Last modified: June 08, 2010
The toolkit defines a number of free function which are not image methods. These are defined in ocr_toolkit.py and can be imported in a python script with
from gamera.toolkits.ocr.ocr_toolkit import *
While the class Page splits the image into Textline objects and possibly classifies the characters, it does not generate an output string. For this purpose, you can use the function textline_to_string.
Returns a unicode string of the text in the given Textline.
Signature:
textline_to_string (textline, heuristic_rules="roman", extra_chars_dict={})
with
- textline:
- A Textline object containing the glyphs. The glyphs must already be classified.
- heuristic_rules:
Depending on the alphabeth, some characters can very similar and need further heuristic rules for disambiguation, like apostroph and comma, which have the same shape and only differ in their position relative to the baseline.
When set to "roman", several rules specific for latin alphabeths are applied.
- extra_chars_dict
- A dictionary of additional translations of classnames to character codes. This is necessary when you use class names that are not unicode names. Will be passed to return_char.
As this function uses return_char, the class names of the glyphs in textline must corerspond to unicode character names, as described in the documentation of return_char.
Converts a unicode character name to a unicode symbol.
Signature:
return_char (classname, extra_chars_dict={})
with
- classname:
- A class name derived from a unicode character name. Example: latin.small.letter.a returns the character a.
- extra_chars_dict
- A dictionary of additional translations of classnames to character codes. This is necessary when you use class names that are not unicode names. The character 'code' does not need to be an actual code, but can be any string. This can be useful, e.g. for ligatures:
return_char(glyph.get_main_id(), {'latin.small.ligature.st':'st'})
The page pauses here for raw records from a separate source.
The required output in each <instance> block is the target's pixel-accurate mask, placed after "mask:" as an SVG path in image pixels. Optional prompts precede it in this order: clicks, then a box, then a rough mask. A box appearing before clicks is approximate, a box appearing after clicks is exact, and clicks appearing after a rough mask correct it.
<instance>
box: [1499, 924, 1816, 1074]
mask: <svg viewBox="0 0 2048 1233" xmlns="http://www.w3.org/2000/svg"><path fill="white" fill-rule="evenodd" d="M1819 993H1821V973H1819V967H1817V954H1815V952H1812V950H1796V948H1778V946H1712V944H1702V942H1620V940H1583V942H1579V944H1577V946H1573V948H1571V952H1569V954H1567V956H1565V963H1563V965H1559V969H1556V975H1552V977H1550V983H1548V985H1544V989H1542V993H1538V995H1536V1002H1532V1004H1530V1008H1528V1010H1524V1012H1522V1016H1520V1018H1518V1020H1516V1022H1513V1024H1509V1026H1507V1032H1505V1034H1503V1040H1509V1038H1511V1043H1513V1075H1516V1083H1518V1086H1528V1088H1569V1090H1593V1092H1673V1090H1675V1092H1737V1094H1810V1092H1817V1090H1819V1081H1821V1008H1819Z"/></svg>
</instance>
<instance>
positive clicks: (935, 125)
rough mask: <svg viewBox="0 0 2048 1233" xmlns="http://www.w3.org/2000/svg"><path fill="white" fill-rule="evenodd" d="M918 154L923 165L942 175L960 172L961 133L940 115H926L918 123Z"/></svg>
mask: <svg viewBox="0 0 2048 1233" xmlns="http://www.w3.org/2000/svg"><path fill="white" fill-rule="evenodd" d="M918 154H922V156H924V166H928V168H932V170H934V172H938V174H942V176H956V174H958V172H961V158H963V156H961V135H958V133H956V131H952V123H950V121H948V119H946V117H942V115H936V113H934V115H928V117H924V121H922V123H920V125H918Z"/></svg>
classname must correspond to the standard unicode character names, as in the examples of the following table:
Character | Unicode Name | Class Name |
---|---|---|
! | EXCLAMATION MARK | exclamation.mark |
2 | DIGIT TWO | digit.two |
A | LATIN CAPITAL LETTER A | latin.capital.letter.a |
a | LATIN SMALL LETTER A | latin.small.letter.a |
Groups the given glyphs to words based upon the horizontal distance between adjacent glyphs.
with
- glyphs:
- A list of Cc data types, each of which representing a character. All glyphs must stem from the same single line of text.
- threshold:
- Horizontal white space greater than threshold will be considered a word separating gap. When None, the threshold value is calculated automatically as 2.5 times teh median white space between adjacent glyphs.
The result is a nested list of glyphs with each sublist representing a word. This is the same data structure as used in Textline.words
These functions are used in the segmentation methods of class Page. You will generally not need to call them, unless you are implementing a custom segmentation method.
Splits image regions representing text lines into characters.
Signature:
get_line_glyphs (image, segments)
with
- image:
- The document image that is to be further segmentated. It must contin the same underlying image data as the second argument segments
- segments:
- A list Cc data types, each of which represents a text line region. The image views must correspond to image, i.e. each pixels has a value that is the unique label of the text line it belongs to. This is the interface used by the plugins in the "PageSegmentation" section of the Gamera core.
The result is returned as a list of Textline objects.
Returns an RGB image with bounding boxes of the given glyphs as hollow rects. Useful for visualization and debugging of a segmentation.
Signature:
show_bboxes (image, glyphs)
with:
- image:
- An image of the textdokument which has to be segmentated.
- glyphs:
- List of rects which will be drawn on image as hollow rects. As all image types are derived from Rect, any image list can be passed.